Sometimes the blooms of one holly come on at a different time than the other. You can chemically make a female bush set, using naphthaleneacetic acid hormone sold in garden stores.

Use aerosol cans, or mix a solution of one-quarter teaspoonful of the hormone to a quart of water. Spray at least once a day for several days when blossoms open. A week or two after the flowers fade, green berries begin to form. Note: This works only when the female blooms are sprayed. You can't make a male flower give birth to baby berries. By the way, for the holidays, some gardeners use hair spray on cut holly to keep berries from dropping.
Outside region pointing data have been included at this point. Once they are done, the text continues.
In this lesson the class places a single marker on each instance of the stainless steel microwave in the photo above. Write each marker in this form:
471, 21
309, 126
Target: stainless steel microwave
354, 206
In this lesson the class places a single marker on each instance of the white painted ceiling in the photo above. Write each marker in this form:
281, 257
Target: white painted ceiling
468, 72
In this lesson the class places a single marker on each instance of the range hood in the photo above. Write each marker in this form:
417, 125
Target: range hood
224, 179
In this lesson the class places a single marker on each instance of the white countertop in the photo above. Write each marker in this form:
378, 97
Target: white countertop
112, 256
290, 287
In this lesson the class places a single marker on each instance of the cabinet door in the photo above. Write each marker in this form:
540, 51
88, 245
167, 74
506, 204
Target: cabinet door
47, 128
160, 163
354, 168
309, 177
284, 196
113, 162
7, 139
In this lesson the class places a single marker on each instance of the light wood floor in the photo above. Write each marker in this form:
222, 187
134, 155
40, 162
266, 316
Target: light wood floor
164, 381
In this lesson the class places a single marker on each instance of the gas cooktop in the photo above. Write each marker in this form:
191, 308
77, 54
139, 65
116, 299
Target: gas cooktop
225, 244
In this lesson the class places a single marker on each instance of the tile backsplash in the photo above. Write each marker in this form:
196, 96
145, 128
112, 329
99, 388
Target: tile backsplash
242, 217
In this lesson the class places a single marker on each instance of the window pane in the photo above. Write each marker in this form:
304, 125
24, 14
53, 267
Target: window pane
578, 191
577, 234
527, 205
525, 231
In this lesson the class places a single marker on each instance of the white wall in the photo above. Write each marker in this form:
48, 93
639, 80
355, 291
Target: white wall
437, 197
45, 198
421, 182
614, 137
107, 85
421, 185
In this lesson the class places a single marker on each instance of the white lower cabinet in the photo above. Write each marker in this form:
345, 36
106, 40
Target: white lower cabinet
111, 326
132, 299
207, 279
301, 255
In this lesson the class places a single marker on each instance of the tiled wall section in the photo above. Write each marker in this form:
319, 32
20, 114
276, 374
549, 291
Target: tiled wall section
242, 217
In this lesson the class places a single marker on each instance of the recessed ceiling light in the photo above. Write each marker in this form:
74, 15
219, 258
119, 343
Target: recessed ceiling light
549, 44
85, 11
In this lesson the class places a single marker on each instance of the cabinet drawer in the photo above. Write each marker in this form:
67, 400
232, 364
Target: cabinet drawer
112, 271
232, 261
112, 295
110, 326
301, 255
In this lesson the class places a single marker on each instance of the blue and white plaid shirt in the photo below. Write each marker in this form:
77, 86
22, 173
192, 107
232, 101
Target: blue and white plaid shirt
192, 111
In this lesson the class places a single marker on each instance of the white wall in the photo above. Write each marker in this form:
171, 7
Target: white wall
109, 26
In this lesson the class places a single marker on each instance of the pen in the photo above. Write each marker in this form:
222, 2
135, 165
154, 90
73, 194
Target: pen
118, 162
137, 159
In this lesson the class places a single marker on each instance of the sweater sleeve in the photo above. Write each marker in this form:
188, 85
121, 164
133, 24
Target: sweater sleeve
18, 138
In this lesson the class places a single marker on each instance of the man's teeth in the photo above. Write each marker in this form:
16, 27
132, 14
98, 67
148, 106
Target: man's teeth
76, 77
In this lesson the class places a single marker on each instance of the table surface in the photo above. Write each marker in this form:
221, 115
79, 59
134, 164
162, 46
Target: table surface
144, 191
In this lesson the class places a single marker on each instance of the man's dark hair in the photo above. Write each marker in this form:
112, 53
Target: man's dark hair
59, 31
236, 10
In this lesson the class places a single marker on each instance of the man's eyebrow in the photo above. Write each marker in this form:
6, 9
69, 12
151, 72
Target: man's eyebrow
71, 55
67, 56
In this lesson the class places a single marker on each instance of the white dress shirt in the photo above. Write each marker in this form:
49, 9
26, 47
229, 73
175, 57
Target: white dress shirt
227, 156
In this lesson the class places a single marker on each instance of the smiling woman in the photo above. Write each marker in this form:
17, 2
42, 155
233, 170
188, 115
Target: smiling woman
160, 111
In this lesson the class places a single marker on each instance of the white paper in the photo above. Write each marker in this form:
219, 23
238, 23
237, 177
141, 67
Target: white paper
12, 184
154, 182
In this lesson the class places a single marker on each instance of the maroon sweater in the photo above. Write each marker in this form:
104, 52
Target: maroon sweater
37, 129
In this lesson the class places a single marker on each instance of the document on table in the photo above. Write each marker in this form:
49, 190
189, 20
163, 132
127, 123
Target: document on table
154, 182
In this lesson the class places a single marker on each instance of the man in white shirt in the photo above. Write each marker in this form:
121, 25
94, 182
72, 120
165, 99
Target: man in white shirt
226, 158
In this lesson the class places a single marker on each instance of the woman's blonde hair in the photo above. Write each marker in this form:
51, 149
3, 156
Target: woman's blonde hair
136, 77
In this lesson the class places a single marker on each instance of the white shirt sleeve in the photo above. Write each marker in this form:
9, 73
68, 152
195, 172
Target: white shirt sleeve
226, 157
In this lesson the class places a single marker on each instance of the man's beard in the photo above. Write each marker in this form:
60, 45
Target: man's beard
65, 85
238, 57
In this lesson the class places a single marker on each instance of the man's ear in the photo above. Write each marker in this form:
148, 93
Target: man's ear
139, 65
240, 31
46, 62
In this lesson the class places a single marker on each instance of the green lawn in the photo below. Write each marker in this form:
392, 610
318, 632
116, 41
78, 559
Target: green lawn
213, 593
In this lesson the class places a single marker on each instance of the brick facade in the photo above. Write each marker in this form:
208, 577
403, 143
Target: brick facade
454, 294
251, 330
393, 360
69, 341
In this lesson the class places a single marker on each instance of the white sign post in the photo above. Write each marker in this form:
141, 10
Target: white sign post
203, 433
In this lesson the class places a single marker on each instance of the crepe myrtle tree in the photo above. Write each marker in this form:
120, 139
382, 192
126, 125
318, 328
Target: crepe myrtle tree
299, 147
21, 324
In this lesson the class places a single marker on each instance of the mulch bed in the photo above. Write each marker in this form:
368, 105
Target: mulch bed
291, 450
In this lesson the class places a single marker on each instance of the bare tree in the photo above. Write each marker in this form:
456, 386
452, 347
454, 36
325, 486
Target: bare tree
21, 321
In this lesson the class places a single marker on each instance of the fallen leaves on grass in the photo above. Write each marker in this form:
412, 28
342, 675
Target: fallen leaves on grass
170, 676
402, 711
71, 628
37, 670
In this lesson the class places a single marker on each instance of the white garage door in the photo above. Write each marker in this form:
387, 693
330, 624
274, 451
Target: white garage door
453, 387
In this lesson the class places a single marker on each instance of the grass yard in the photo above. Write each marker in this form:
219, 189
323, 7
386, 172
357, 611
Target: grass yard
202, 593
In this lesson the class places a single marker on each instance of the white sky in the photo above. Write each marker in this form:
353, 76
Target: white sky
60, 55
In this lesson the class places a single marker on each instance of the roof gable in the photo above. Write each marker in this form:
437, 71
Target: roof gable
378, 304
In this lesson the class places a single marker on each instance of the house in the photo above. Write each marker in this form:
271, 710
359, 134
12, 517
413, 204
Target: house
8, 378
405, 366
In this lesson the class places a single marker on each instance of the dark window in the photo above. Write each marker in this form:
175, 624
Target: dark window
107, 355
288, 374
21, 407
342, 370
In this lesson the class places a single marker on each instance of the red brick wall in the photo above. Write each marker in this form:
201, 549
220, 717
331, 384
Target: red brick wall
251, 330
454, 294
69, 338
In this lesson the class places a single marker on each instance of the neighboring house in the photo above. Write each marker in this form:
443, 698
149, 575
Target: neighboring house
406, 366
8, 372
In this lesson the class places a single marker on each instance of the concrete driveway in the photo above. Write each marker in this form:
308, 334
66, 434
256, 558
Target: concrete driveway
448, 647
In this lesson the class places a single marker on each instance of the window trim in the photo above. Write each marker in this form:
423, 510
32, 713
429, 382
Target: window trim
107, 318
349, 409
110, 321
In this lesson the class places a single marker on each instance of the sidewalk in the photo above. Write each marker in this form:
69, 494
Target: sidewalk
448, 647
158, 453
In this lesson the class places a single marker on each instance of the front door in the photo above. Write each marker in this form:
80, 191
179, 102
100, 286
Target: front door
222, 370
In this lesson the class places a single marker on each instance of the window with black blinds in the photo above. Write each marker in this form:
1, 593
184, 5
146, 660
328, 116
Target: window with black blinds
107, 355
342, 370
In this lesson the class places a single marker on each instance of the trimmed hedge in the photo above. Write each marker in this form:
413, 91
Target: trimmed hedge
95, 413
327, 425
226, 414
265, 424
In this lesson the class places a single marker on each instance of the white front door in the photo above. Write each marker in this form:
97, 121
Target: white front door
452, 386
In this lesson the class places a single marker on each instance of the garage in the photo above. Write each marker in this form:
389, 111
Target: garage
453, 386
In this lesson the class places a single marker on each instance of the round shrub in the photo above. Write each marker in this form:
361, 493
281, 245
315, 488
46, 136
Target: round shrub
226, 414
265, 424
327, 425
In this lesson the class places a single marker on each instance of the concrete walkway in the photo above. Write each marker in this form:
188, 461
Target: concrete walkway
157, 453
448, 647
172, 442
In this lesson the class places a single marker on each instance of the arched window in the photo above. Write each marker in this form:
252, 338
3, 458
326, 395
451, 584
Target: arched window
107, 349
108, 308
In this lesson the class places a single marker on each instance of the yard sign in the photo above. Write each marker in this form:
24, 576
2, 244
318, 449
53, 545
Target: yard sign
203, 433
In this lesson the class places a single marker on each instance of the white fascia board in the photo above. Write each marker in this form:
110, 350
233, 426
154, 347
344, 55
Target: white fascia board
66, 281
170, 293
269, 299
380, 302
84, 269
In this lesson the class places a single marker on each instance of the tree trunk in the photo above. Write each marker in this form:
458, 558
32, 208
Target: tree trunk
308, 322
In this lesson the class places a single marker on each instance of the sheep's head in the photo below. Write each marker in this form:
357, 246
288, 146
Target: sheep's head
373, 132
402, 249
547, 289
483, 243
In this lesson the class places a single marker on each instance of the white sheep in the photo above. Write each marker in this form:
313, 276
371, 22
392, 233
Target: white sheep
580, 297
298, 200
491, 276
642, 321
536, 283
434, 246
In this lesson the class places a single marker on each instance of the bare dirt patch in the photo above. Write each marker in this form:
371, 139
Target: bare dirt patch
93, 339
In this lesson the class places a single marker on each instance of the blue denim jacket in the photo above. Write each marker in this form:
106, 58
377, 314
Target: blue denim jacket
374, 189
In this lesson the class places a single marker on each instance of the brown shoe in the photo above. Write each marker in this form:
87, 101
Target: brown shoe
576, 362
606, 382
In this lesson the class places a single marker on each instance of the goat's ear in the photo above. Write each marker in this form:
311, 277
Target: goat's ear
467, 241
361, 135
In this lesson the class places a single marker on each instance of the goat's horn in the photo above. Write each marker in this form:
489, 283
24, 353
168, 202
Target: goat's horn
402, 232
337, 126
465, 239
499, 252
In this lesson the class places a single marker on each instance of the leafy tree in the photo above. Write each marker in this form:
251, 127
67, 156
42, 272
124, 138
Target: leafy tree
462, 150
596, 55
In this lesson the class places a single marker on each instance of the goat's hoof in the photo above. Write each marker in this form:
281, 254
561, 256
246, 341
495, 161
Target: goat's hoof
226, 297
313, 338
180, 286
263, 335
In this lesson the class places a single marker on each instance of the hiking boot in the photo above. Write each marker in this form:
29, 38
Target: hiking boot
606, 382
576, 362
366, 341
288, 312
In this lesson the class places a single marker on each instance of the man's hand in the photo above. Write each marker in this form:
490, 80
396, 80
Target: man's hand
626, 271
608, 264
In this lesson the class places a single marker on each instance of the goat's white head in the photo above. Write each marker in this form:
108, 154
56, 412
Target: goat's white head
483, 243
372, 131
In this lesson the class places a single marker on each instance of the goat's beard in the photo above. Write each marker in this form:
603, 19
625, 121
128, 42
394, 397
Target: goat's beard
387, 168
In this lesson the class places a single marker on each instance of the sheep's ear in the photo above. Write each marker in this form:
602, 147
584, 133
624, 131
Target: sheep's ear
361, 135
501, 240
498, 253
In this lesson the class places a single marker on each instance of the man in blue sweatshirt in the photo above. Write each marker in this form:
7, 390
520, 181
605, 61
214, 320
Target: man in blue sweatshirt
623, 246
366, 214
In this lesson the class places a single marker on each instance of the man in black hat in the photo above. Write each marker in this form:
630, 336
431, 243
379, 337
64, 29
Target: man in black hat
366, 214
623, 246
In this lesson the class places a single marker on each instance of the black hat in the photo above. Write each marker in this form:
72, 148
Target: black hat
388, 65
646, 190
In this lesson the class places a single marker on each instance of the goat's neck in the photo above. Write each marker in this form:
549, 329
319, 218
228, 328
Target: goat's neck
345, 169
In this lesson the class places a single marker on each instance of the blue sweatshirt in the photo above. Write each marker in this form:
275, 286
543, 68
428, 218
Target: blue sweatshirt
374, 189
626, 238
Getting Rid of Worm on Cabbage Simple

Q: Last year our neighbor tried a few plants of ornamental kale and flowering cabbage. They were beautiful and we want to grow some. His got a certain kind of worm which riddled the foliage. Please tell me if these plants are difficult to grow?

A: Glad you liked the ornamental cabbage and kale your neighbor grew. We think there is a strong place in the future of the bedding plant business for these newcomers. Botanically, cabbage and kale are the same thing--although classified as different groups of plants. Both are edible and both get the cabbage looper, a caterpillar that comes from a yellow butterfly you see flitting around.

Control is safe and simple: Sprinkle some chili powder or cayenne on the foliage and heads of the kale and cabbage. Start when you see the worms and only one application is needed. Also, you can use any of the products containing bacillus thuringiensis.

Plants Suffer From Softened Water Use

Q: My house plants haven't done as well as they did before we put in a water softener. Does softened water harm plants?

A: Some people have good luck using water from a softener, others have difficulty getting good growth. A softener replaces the calcium with sodium, which causes the soil to puddle or pack together. Calcium is a nutrient needed by plants, while only a small amount of sodium is necessary. It would be nice if you could run a special line to water your plants with unsoftened water only.

Horse Manure Can Be Used If Weathered

Q: I have some riding horses and wonder if the manure can be used around trees and shrubs or in the garden?

A: No reason why you cannot compost it and let it weather awhile to get the odor out. Then you can use it on your garden or as a mulch around trees and shrubs. Anyone who can get cheap manure should use it liberally in the garden, whether the soil is heavy clay or sand.

The humus loosens up a tight soil and tightens up a loose, sandy soil, and increases the water-holding ability as well. The organic material supplied by manure can be augmented by adding sawdust, wood chips, peat moss, ground cornstalks, leaves and grass clippings. No form or organic matter should be discarded.

Thyme Needs Dividing to Remain Full, Bushy

Q: We have a patch of thyme which is getting woody and sparse in the centers. What can be done to get a good crop? We love thyme.

A: Thyme tends to become very woody and sparse in the center as it agea. Divide every three to four years to maintain a full, bushy appearance. Sprigs of thyme can be harvested during the growing season or a once-over harvest can be done just before bloom. Thyme can be air dried in sun and stored in plastic bags.

Chile Recipe Used in Fight on Insects

Q: Please tell us your formula for using chile peppers to cope with insects.

A: Here's one Dave Dewitt, editor of Whole Chile Pepper magazine, uses for fighting insects. He uses 8 ounces of the hottest pepper pods he can get, a small onion, six cloves of garlic, a tablespoon of non-detergent soap, three tablespoons of pyrethrum powder and two cups or more of water. All liquefied in a blender, strained, diluted with water and sprayed on plants. This brew controls most pests in short order. Be sure to clean the blender afterward!

Note: We use liquid dishwasher detergent in the above mix and it doesn't seem to harm the plants one bit.